Zu Hause unterstützte Bruno die Mutter in der Küche. Noch heute erinnert man sich an die «Biscotti», die er für Familienmitglieder und Bekannte gebacken hat. In freien Stunden, vor allem in den langen Sommerferien, half er seinem Vater bei der Arbeit, lernte dessen Metier. Mit seinen geschickten Händen baute er unter anderem schon bald selbstständig kleine Mauern.24 Ob zum Guten oder zum Schlechten, sein handwerkliches Talent sollte in allen Etappen seines Lebens durchscheinen.

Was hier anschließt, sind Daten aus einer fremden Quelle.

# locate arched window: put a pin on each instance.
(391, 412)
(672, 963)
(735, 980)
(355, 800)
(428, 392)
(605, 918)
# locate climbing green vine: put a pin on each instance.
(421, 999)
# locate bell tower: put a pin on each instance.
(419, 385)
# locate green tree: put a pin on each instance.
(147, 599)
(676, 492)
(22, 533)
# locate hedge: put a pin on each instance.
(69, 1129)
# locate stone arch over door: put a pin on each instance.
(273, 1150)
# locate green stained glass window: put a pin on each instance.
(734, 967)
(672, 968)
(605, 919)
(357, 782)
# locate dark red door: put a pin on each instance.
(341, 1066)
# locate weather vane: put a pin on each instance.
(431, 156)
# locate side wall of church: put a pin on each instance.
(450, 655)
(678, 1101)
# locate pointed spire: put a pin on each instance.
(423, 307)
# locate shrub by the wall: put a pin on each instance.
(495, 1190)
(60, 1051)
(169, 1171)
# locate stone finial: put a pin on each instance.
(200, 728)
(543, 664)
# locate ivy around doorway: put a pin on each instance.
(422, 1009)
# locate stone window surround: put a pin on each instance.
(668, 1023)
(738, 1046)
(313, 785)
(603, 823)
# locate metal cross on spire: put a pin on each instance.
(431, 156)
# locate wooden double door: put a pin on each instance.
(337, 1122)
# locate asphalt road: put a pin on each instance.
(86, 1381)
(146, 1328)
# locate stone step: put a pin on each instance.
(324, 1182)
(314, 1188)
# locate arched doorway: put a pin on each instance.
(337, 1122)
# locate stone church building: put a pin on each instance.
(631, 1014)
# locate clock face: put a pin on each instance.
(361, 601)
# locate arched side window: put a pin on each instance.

Breguets Politisierung war insofern typisch für die Generation «68». «Man kann die Gründe nicht verstehen, die dazu führten, dass ich so viel Zeit in israelischen Gefängnissen verbracht habe, wenn man sich nicht die politische Atmosphäre vergegenwärtigt, die in Europa gegen Ende der

1960er-Jahre geherrscht hat», erklärte er einige Jahre später selbst in einer autobiografischen Schrift.25

Breguet las denn auch nicht nur Bücher von Che Guevara, sondern verschlang auch die Schriften vieler sozialistischer und antikolonialistischer Vordenker wie Mao, Lenin oder Frantz Fanon.26 Zudem liess er sich einschlägige Periodika an die Via Mondacce liefern, zum Beispiel aus Havanna die ab 1967 monatlich in Spanisch herausgegebene Zeitschrift Pensamiento critico oder aus Hanoi die französischsprachige Wochenzeitung Le Courrier du Vietnam. Der Vietnamkrieg war für Breguet, wie für so viele der aufstrebenden Neuen Linken, ein herausragendes Ereignis bei der politischen Bewusstseinsbildung.27

Eine besonders interessante Publikation in Breguets Privatbibliothek stellte die ebenfalls auf Kuba produzierte Zeitschrift Tricontinental der Organization of Solidarity with the Peoples of Africa, Asia, and Latin America (OSPAAAL) dar.28 Diese Allianz gegen den Imperialismus war im Januar 1966 von den Delegierten zumeist linker militanter Bewegungen aus 82 Ländern an der Trikontinental-Konferenz in Havanna gegründet worden. «Für mich», erklärte Breguet, «bedeutete jenes Ereignis den symbolischen Beginn einer neuen Perspektive im Kampf für die Befreiung aller vom Imperialismus unterdrückter Völker.»29

Die idealistische Vision von OSPAAAL, so beschreibt es die Wissenschaftlerin Anne Garland Mahler, war die «eines interkontinentalen Austausches, der zu einer global vereinten und sich gegenseitig unterstützenden Front» gegen den gemeinsamen imperialistischen Feind führen sollte.30 Durch die Verteilung von grafisch oftmals beeindruckenden und deshalb propagandistisch wirkungsvollen Plakaten, Filmen und Zeitschriften wie Tricontinental entwickelte sich OSPAAAL in den späten 1960er-Jahren zu einer treibenden Kraft des transnationalen Linksradikalismus und seiner politischen Kultur. Breguet jedenfalls gelangte durch die Auseinandersetzung mit ihren medialen Erzeugnissen zur Überzeugung, dass der Kampf für den Sozialismus von ausserhalb der Industriestaaten geführt werden musste.31 An den Trikontinentalismus angelehnt war auch die für seinen Weg zur PFLP letztlich wichtige Vorstellung, dass sich die Welt bereits mitten im Dritten Weltkrieg befand, da alle linken bewaffneten Gruppen rund um den Globus gemeinsam für die Weltrevolution kämpften.32

Die Einrichtung von Brunos Schlafzimmer, als er im Juni 1970 seine Reise nach Haifa antrat, bot einen materiellen Spiegel dieser Geisteswelt.

Den seltenen Besuchern blickte Che Guevara von einem schwarzweissen Porträtfoto entgegen, die Wände waren tapeziert mit dem Manifest «Frantz Fanon, fils de la violence» von Jean-Paul Sartre und einer grossen, farbigen Landkarte von Südamerika (Massstab 1:800 000). Zentral an einem Nagel hing eine kleine, nur leicht gerundete und ansonsten rechteckige Bronzeplakette der PFLP: Die eine Hälfte bildete Palästina ab, die andere einen Guerillakämpfer mit einer Inschrift auf Arabisch und Englisch: «Wir werden den Feind überall bekämpfen.»33

Zu Breguets propalästinensischer Radikalisierung kam es allerdings erst, als der Nahostkonflikt plötzlich und mit voller Wucht die scheinbar neutrale Schweiz erfasste. Er wurde zugleich Akteur und Spielball jener Schweizer Terrorjahre.